UK Police and Encryption
From The Guardian:
Police last night told Tony Blair that they need sweeping new powers to counter the terrorist threat, including the right to detain a suspect for up to three months without charge instead of the current 14 days….
They also want to make it a criminal offence for suspects to refuse to cooperate in giving the police full access to computer files by refusing to disclose their encryption keys.
On Channel 4 News today, Sir Ian Blair was asked why the police wanted to extend the time they could hold someone without charges from 14 days to 3 months. Part of his answer was that they sometimes needed to access encrypted computer files and 14 days was not enough time for them to break the encryption.
There’s something fishy going on here.
It’s certainly possible that password-guessing programs are more successful with three months to guess.

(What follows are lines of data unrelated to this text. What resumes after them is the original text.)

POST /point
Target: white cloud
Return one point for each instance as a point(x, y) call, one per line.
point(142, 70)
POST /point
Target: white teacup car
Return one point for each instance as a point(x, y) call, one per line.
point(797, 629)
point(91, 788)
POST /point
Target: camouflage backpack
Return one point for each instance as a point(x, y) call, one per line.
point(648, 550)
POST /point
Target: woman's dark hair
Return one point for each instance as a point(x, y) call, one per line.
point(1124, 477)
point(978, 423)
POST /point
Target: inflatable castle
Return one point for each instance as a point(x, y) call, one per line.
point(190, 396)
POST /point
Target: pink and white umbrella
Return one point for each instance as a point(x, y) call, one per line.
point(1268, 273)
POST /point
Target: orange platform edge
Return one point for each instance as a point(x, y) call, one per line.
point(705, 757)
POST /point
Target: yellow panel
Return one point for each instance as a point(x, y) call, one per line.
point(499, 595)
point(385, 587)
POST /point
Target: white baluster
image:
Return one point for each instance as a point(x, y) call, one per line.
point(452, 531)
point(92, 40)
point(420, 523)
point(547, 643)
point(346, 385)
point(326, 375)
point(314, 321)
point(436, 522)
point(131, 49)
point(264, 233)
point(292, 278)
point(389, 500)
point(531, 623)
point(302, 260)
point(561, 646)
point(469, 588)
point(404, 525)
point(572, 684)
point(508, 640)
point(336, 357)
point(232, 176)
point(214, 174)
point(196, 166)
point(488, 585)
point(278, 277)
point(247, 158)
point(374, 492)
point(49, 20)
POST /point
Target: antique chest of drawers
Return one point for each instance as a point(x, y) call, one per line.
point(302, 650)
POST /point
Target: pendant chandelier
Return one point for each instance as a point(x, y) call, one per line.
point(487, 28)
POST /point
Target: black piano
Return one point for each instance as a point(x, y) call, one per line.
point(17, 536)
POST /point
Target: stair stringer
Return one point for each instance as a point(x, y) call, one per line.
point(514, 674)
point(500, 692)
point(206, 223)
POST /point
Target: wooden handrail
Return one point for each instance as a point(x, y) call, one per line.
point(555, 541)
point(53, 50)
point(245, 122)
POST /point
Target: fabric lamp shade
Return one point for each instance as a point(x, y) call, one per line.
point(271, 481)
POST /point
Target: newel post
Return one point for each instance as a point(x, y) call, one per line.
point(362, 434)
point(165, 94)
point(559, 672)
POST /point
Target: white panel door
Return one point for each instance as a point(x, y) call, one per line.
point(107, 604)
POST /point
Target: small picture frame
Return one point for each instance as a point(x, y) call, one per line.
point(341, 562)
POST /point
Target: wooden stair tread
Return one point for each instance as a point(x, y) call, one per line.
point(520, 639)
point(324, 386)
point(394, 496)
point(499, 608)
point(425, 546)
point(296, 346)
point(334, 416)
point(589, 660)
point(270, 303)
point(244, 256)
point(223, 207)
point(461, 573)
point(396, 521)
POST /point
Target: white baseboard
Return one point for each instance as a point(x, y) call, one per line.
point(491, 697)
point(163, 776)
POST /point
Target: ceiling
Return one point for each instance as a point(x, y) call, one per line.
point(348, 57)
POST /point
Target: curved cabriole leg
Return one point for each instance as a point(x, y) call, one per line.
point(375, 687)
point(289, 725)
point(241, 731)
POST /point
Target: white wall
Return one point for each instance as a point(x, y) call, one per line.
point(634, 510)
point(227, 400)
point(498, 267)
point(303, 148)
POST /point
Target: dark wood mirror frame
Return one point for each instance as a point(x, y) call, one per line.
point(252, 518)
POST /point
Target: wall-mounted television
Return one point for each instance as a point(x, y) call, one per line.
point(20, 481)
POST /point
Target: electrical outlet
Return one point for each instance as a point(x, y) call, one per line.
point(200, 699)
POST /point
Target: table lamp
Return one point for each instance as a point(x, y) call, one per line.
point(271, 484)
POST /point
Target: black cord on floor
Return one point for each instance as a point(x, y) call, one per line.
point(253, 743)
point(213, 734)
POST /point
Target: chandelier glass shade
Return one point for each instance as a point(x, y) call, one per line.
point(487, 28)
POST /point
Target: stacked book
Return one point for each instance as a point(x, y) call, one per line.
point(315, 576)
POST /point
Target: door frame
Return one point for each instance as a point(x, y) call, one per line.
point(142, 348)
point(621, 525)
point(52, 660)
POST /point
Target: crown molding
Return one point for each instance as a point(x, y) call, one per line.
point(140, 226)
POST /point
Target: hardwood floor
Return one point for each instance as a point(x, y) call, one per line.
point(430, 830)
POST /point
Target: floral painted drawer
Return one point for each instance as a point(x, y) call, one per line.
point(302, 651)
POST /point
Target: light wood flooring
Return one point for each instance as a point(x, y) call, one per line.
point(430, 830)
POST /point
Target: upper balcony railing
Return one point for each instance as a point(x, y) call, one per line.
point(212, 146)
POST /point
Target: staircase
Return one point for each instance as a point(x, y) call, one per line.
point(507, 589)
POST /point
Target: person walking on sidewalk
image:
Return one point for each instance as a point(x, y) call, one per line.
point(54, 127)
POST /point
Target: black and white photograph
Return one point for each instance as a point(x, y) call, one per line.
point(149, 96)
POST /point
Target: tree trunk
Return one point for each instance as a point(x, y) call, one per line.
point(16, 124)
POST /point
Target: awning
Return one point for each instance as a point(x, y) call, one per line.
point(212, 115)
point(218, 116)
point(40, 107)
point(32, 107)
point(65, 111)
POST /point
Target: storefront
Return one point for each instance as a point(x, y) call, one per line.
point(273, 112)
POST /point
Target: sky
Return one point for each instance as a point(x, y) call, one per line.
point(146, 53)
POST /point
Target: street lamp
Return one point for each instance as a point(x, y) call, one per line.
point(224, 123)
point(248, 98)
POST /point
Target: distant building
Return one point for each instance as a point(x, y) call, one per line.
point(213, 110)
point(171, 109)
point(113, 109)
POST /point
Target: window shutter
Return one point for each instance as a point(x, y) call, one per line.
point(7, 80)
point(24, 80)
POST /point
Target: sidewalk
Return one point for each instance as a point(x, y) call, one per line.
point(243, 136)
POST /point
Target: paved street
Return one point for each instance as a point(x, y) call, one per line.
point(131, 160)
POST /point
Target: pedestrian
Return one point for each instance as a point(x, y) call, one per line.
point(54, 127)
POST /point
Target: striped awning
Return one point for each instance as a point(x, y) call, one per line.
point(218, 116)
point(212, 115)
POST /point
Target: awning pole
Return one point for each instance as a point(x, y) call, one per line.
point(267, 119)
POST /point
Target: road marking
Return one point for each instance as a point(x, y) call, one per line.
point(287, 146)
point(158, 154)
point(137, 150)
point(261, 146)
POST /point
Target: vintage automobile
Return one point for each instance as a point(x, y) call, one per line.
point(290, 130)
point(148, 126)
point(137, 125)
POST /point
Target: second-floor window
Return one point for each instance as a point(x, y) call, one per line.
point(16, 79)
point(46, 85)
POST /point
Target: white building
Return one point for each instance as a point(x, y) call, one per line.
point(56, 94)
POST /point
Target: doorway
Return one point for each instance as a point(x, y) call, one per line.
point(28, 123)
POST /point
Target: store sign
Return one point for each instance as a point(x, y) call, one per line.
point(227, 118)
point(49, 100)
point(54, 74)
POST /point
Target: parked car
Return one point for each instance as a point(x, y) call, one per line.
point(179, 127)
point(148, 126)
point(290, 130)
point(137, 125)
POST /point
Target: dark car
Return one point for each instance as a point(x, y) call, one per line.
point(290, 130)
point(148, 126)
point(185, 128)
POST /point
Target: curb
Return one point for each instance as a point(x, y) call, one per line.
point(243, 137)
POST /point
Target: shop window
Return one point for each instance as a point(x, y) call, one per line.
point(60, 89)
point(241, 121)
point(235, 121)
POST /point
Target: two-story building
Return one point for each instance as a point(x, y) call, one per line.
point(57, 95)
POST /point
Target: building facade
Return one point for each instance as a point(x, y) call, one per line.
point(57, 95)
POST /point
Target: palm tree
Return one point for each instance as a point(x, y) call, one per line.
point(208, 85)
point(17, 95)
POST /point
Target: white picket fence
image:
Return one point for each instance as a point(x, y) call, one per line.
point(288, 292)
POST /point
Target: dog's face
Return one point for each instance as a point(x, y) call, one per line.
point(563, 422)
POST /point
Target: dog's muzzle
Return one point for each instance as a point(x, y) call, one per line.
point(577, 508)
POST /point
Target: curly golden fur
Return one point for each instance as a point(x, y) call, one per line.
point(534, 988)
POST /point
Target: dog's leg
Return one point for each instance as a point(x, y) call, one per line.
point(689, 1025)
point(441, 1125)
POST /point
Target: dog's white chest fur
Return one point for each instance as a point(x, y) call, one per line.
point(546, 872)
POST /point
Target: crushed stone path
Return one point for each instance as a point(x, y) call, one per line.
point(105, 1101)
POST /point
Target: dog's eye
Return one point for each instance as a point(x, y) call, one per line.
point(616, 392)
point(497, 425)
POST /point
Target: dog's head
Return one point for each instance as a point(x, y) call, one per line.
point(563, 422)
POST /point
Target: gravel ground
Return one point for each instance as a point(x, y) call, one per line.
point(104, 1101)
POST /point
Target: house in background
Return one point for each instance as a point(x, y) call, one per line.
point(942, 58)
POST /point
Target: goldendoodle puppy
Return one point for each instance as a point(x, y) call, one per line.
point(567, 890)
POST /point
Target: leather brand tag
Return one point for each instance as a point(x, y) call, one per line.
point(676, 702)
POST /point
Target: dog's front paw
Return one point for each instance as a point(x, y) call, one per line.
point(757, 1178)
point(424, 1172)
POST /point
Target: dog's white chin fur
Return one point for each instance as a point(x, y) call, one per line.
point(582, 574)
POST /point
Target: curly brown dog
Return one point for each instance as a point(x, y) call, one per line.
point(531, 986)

But the Regulation of Investigatory Powers (RIP) Act, which went into effect in 2000, already allows the police to jail people who don’t surrender encryption keys:
If intercepted communications are encrypted (encoded and made secret), the act will force the individual to surrender the keys (pin numbers which allow users to decipher encoded data), on pain of jail sentences of up to two years.
Chris • July 27, 2005 3:25 PM
Well, that’s an easy call for someone planning a bombing — you take the two years (of which you’re unlikely to serve more than one) and be happy that you didn’t get the life sentence you would have if you’d given the encryption key.